Ils fleurissent sur les réseaux sociaux : les appels à « sauver les abeilles »… Appels aux dons, parrainages de ruches, financements participatifs divers… Mais tout ça sauve t il vraiment « les abeilles »? Ou n’est-ce pas plutôt du commerce pur et simple?

Un apiculteur, qu’est-ce que c’est?

C’est un individu, qui s’occupe d’un certain nombre du ruches, et dont il tire une production : miel, essaims, pollen, etc… Il n’a pas besoin de vos parrainages et autres financements. S’il travaille correctement, il tirera de quoi vivre de sa production. C’est tout simplement le gérant d’une exploitation agricole comme n’importe quel éleveur. Vous viendrait-il à l’idée de parrainer une vache sur le toit d’un centre commercial? Alors pourquoi une ruche?

On vous dira qu’il faut un investissement pour se lancer. Ce n’est pas obligatoire. L’apiculture peut commencer tout doucement, avec quelques planches pour fabriquer deux ruches, et un essaim piégé ou ramassé. Et même en achetant une colonie, 500€ sont amplement suffisants. La petite récolte de miel pourra être réinvestie et ainsi de suite jusqu’à atteindre le nombre de ruches permettant d’en tirer un revenu. On arrivera donc à produire grâce à la patience et l’expérience, et non plus grâce à l’argent investi artificiellement.

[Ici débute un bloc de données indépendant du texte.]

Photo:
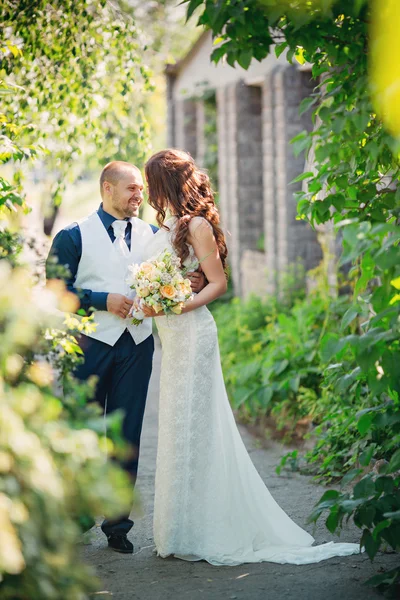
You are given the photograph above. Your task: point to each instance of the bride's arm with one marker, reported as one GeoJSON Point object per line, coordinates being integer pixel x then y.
{"type": "Point", "coordinates": [201, 237]}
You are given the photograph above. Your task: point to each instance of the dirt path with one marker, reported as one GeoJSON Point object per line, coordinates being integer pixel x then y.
{"type": "Point", "coordinates": [146, 577]}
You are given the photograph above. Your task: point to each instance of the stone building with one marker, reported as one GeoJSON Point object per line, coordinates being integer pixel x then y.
{"type": "Point", "coordinates": [256, 115]}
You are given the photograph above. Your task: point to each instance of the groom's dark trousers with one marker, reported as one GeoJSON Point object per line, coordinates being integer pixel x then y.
{"type": "Point", "coordinates": [123, 373]}
{"type": "Point", "coordinates": [123, 370]}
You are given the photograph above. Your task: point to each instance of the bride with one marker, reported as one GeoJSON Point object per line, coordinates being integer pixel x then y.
{"type": "Point", "coordinates": [210, 502]}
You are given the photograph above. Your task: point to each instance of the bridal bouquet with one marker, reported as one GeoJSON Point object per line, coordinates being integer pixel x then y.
{"type": "Point", "coordinates": [159, 283]}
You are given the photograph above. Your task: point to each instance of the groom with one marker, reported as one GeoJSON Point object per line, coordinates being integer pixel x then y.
{"type": "Point", "coordinates": [97, 251]}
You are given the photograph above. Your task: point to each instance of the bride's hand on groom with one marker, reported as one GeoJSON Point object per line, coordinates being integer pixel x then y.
{"type": "Point", "coordinates": [197, 279]}
{"type": "Point", "coordinates": [119, 305]}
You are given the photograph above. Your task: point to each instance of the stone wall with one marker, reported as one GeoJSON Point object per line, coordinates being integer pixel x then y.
{"type": "Point", "coordinates": [240, 171]}
{"type": "Point", "coordinates": [287, 240]}
{"type": "Point", "coordinates": [256, 165]}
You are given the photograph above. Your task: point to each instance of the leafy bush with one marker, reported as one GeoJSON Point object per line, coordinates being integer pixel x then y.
{"type": "Point", "coordinates": [271, 357]}
{"type": "Point", "coordinates": [52, 465]}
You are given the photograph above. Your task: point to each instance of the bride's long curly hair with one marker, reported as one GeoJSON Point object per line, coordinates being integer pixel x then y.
{"type": "Point", "coordinates": [176, 183]}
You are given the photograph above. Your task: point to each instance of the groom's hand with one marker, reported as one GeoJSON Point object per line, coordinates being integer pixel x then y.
{"type": "Point", "coordinates": [198, 281]}
{"type": "Point", "coordinates": [119, 305]}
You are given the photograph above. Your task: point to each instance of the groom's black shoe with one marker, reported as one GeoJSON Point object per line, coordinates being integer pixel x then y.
{"type": "Point", "coordinates": [120, 543]}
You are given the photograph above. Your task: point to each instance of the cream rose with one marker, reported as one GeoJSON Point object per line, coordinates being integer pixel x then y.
{"type": "Point", "coordinates": [168, 291]}
{"type": "Point", "coordinates": [177, 309]}
{"type": "Point", "coordinates": [143, 292]}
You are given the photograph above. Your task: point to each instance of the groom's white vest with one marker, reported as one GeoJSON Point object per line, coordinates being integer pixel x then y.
{"type": "Point", "coordinates": [103, 269]}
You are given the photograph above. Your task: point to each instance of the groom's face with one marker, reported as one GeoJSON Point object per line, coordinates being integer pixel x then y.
{"type": "Point", "coordinates": [127, 194]}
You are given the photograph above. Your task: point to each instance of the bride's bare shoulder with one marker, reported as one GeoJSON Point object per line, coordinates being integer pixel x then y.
{"type": "Point", "coordinates": [199, 227]}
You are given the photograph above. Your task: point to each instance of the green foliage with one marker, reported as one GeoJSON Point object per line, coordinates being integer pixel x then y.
{"type": "Point", "coordinates": [270, 351]}
{"type": "Point", "coordinates": [374, 505]}
{"type": "Point", "coordinates": [355, 183]}
{"type": "Point", "coordinates": [72, 88]}
{"type": "Point", "coordinates": [52, 463]}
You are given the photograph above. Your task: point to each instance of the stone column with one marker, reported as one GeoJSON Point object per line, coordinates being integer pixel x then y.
{"type": "Point", "coordinates": [240, 171]}
{"type": "Point", "coordinates": [287, 239]}
{"type": "Point", "coordinates": [171, 124]}
{"type": "Point", "coordinates": [200, 134]}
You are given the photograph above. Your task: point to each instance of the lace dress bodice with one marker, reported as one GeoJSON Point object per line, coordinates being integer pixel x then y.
{"type": "Point", "coordinates": [210, 502]}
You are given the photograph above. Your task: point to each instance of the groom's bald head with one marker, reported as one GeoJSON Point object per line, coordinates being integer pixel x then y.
{"type": "Point", "coordinates": [121, 187]}
{"type": "Point", "coordinates": [115, 171]}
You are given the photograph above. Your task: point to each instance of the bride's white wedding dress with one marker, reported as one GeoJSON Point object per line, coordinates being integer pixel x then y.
{"type": "Point", "coordinates": [210, 502]}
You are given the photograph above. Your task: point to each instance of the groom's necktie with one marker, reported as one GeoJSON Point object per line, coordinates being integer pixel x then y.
{"type": "Point", "coordinates": [120, 244]}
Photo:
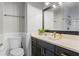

Raymond Zimmer « L’abeille Buckfast en question », 1999 (image via @BigrEdu45)

Le commerce des idées

Nous sommes tous sensibles au devenir de notre environnement, et particulièrement à l’abeille domestique qui est devenue malgré elle le symbole de l’écroulement de la biodiversité. Les parrainages aident certains apiculteurs à installer de nouvelles colonies d’abeilles, en échange d’un prix plus cher que pour le miel récolté habituellement par l’apiculteur, et éventuellement d’une visite de « votre ruche ». Certains apiculteurs mettent en place ce type de services, mais certaines entreprises en font même une spécialité et ne vivent que de cette activité. On ne compte plus les grosses entreprises ultra polluantes et socialement irresponsables qui s’achètent une image « verte » avec quelques deniers bien dépensés (ruches sur le toit de l’entreprise, fondations diverses…). Leurs pratiques, elles, ne changent pas vraiment.

Le parrainage est discutable, mais il reste au moins dans le cadre de l’apiculture. Il y a bien pire : de plus en plus d’entreprises se servent de cette corde sensible pour vous soutirer de l’argent et vous donner bonne conscience. Bien que la biodiversité ne s’achète pas, et que l’argent soit bien plus un problème qu’une solution concernant l’état de notre environnement.

Une belle arnaque découverte par Léandre et publiée sur son compte Twitter @gOAdee

Certains sites sans mentions légales, avec un logo illégalement copié chez une entreprise apicole, vendent sous couvert de « sauver les abeilles » des objets divers et variés avec une marge incroyable… Fuyez ces arnaques, on ne sauve pas les abeilles en consommant des produits importés vendus sans doute illégalement sur le territoire français!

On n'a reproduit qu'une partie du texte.